GDP growth slowed in February

Economists say the Statistics Canada data raises the chances interest rate will be cut in June

- JOSH RUBIN

Canada’s economy grew more slowly than expected in February, and early signs are that growth ground to a halt in March, something economists say could push the Bank of Canada to cut interest rates at its next meeting in June.

Canada’s gross domestic product grew by 0.2 per cent in February compared with the previous month, Statistics Canada revealed Tuesday morning; a consensus of economists surveyed by Bloomberg had expected 0.3 per cent growth.

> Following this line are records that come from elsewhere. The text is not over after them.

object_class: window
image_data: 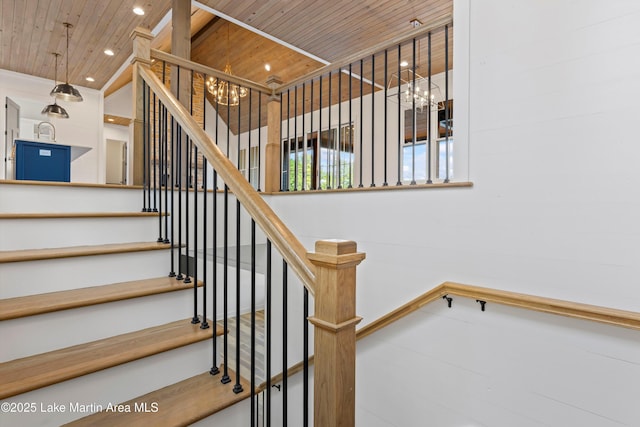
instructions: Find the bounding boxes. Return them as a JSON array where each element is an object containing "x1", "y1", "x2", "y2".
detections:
[
  {"x1": 402, "y1": 100, "x2": 453, "y2": 183},
  {"x1": 282, "y1": 125, "x2": 354, "y2": 191},
  {"x1": 238, "y1": 148, "x2": 247, "y2": 178}
]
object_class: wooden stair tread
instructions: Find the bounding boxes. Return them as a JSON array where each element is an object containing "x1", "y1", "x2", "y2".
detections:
[
  {"x1": 0, "y1": 319, "x2": 223, "y2": 399},
  {"x1": 65, "y1": 371, "x2": 251, "y2": 427},
  {"x1": 0, "y1": 212, "x2": 165, "y2": 219},
  {"x1": 0, "y1": 242, "x2": 171, "y2": 264},
  {"x1": 0, "y1": 277, "x2": 202, "y2": 320}
]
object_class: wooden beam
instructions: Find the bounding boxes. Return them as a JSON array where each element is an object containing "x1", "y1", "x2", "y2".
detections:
[{"x1": 138, "y1": 67, "x2": 315, "y2": 294}]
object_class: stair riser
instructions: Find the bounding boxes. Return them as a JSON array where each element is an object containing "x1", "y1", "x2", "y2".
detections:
[
  {"x1": 0, "y1": 217, "x2": 158, "y2": 251},
  {"x1": 2, "y1": 341, "x2": 218, "y2": 427},
  {"x1": 0, "y1": 250, "x2": 171, "y2": 298},
  {"x1": 0, "y1": 289, "x2": 208, "y2": 362},
  {"x1": 0, "y1": 184, "x2": 143, "y2": 213},
  {"x1": 190, "y1": 399, "x2": 252, "y2": 427}
]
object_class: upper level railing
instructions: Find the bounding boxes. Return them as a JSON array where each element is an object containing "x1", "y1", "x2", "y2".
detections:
[{"x1": 275, "y1": 16, "x2": 454, "y2": 191}]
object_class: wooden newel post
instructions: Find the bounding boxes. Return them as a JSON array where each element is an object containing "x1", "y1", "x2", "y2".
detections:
[
  {"x1": 128, "y1": 27, "x2": 153, "y2": 185},
  {"x1": 264, "y1": 76, "x2": 282, "y2": 193},
  {"x1": 307, "y1": 240, "x2": 365, "y2": 427}
]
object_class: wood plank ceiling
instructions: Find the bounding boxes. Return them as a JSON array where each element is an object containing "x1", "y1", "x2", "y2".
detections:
[{"x1": 0, "y1": 0, "x2": 452, "y2": 96}]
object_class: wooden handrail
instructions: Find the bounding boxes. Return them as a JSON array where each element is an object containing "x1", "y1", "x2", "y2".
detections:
[
  {"x1": 274, "y1": 14, "x2": 453, "y2": 94},
  {"x1": 138, "y1": 67, "x2": 315, "y2": 295},
  {"x1": 151, "y1": 49, "x2": 271, "y2": 94},
  {"x1": 256, "y1": 282, "x2": 640, "y2": 393},
  {"x1": 442, "y1": 282, "x2": 640, "y2": 330},
  {"x1": 357, "y1": 282, "x2": 640, "y2": 339}
]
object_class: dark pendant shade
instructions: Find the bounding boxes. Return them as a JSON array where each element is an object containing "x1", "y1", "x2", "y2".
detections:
[
  {"x1": 50, "y1": 22, "x2": 82, "y2": 102},
  {"x1": 42, "y1": 102, "x2": 69, "y2": 119},
  {"x1": 51, "y1": 83, "x2": 82, "y2": 102}
]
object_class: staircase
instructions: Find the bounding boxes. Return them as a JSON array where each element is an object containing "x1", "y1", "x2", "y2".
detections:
[{"x1": 0, "y1": 181, "x2": 250, "y2": 426}]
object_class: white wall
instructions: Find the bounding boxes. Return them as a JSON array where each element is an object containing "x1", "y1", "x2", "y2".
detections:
[
  {"x1": 0, "y1": 70, "x2": 104, "y2": 182},
  {"x1": 104, "y1": 83, "x2": 133, "y2": 118},
  {"x1": 260, "y1": 0, "x2": 640, "y2": 426}
]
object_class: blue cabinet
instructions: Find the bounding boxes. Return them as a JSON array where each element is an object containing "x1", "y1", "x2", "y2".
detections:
[{"x1": 15, "y1": 139, "x2": 71, "y2": 182}]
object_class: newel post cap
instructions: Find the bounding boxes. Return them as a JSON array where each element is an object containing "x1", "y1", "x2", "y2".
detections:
[{"x1": 307, "y1": 239, "x2": 366, "y2": 269}]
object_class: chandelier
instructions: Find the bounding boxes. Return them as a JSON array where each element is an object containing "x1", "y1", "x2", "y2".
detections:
[
  {"x1": 207, "y1": 62, "x2": 247, "y2": 106},
  {"x1": 206, "y1": 22, "x2": 248, "y2": 106},
  {"x1": 403, "y1": 70, "x2": 440, "y2": 110},
  {"x1": 387, "y1": 69, "x2": 443, "y2": 111}
]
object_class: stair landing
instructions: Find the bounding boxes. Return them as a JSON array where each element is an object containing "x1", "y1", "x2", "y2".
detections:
[{"x1": 65, "y1": 368, "x2": 251, "y2": 427}]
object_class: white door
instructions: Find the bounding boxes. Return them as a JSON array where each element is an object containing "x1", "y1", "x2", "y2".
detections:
[
  {"x1": 106, "y1": 139, "x2": 127, "y2": 185},
  {"x1": 4, "y1": 98, "x2": 20, "y2": 179}
]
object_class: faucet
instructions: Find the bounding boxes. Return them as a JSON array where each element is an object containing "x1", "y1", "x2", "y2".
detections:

Preliminar­y estimates also show the economy didn’t grow at all in March, and Statistics Canada also revised January’s growth down slightly to 0.5 per cent from 0.6 per cent.

Statistics Canada also released a preliminar­y estimate that Canada’s economy grew by 0.6 per cent in the first quarter, which would translate into an annualized growth rate of roughly 2.5 per cent.

In a research note after the Statistics Canada release, CIBC economist Andrew Grantham said the data is painting a picture of a sluggish economy, which should push the Bank of Canada to start cutting interest rates soon.

“If growth remains sluggish at the start of Q2 as we expect, and inflation doesn’t heat up again in April, the Bank of Canada should start gradually reducing interest rates at the June meeting,” Grantham wrote.

For BMO macroecono­mic strategist Benjamin Reitzes, the data is a case of déjà vu.

“The start of 2024 looks eerily similar to 2023, when the economy started the year with a bang, only to stall after Q1,” Reitzes wrote in a research note. “While Q1 looks like it was decent overall, the loss of momentum as the quarter progressed is the bigger takeaway from this report. That puts additional pressure on the BoC to begin cutting as soon as June.”

RBC economist Claire Fan agreed. “Today’s GDP report confirmed our expectatio­ns that the January surge in output was temporary, and in no way marked an inflection point for the growth backdrop in Canada that remains very weak,” Fan wrote. “That together with an increasing­ly soft labour market … and substantia­lly slower inflation pressures are consistent with the Bank of Canada to start easing the monetary tap on the economy soon.”

Matthieu Arsenault, an economist at National Bank, argued that the true picture is even gloomier, because Canada’s rapidly rising population should have led to faster GDP growth. Instead, GDP per capita has now dropped by a full three per cent since its peak in September 2022, Arsenault said.

“A decline of this magnitude has never been recorded outside of a recession,” said Arsenault.

Without interest rate cuts soon, the Bank of Canada risks damaging the economy even further, Arsenault said.

In its April Monetary Policy Report, the bank predicted that the Canadian economy would grow at an annualized rate of roughly 2.8 per cent in the first quarter, and two per cent in the first half of this year

The central bank raised interest rates 10 times between March 2022 and last summer, as it attempts to bring inflation down to its two per cent target.

The theory is that by making it more expensive to borrow money, consumers and businesses will spend less, driving down prices and slowing the economy.